Topological relationships of COG functional categories within the three derived networks. (A) Number of interactions in the Hu et al. TAP and functional network between each pair of COG categories. Each combination of COG categories is coloured according to the significance (Z-score) of enrichment (red) or depletion (blue) of interactions compared with values obtained from 100 randomly generated networks. (B) Shortest path length between COG categories in the combined, Hu et al. TAP and functional networks. COG category combinations are coloured by the deviation of their shortest path length from the average for the network (red = enrichment, blue = depletion). COG category codes for (A and B) as shown in (C). ‘multi’ = proteins assigned to multiple COG categories. (C) Description of COG functional categories and numbers of proteins in each category associated with each network. Colours were obtained from the COG website (http://www.ncbi.nlm.nih.gov/COG/).

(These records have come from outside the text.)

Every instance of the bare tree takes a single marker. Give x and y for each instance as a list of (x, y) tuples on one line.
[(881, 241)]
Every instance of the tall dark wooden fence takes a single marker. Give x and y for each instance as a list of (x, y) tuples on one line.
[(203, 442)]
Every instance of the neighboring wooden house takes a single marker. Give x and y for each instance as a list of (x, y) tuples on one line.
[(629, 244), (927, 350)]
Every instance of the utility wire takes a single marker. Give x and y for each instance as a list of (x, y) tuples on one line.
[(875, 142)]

doi:10.1371/journal.pcbi.1000523.s006

(2.33 MB PDF)

Figure S6.

Performance of the MCL algorithm on module prediction. (A) Bars represent the average percentage of overlap in COG categories within module predictions at different MCL inflation values for the Hu et al. TAP, functional and combined networks. The percentage of overlap for each module was obtained by considering only the most abundant COG category in the module. (B) Size distribution of modules. Values represent the distribution of module sizes (log scale) for the Hu et al. TAP, functional and combined networks. The average for 100 random networks of similar size to the combined network are also shown. Lines of best fit and correlation coefficients (R-squared) are indicated for each data set. Note the relative steepness of the line associated with the random network compared with the other three networks. (C) Accuracy of functional network to predict correct COG annotations for two network-based methods: ‘neighbour linkage’ and ‘functional module’ using a leave-one-out cross-validation procedure (see Text S1 - Methods). Bars indicate the frequency of correct COG assignment. Two measures of stringency were employed: high stringency indicates that the majority of interaction partners/module members had the same COG category; low stringency indicates that any of the interaction partners/module members had the same COG category. In both cases correct COG assignment additionally required at least 20% of the interaction partners/module members to have the same COG category. Due to the difference in module size distributions (B), only the neighbour linkage method was applied to random and shuffled networks of equal size to the functional network. Error bars indicate standard deviation for 30 replicate random/shuffled controls.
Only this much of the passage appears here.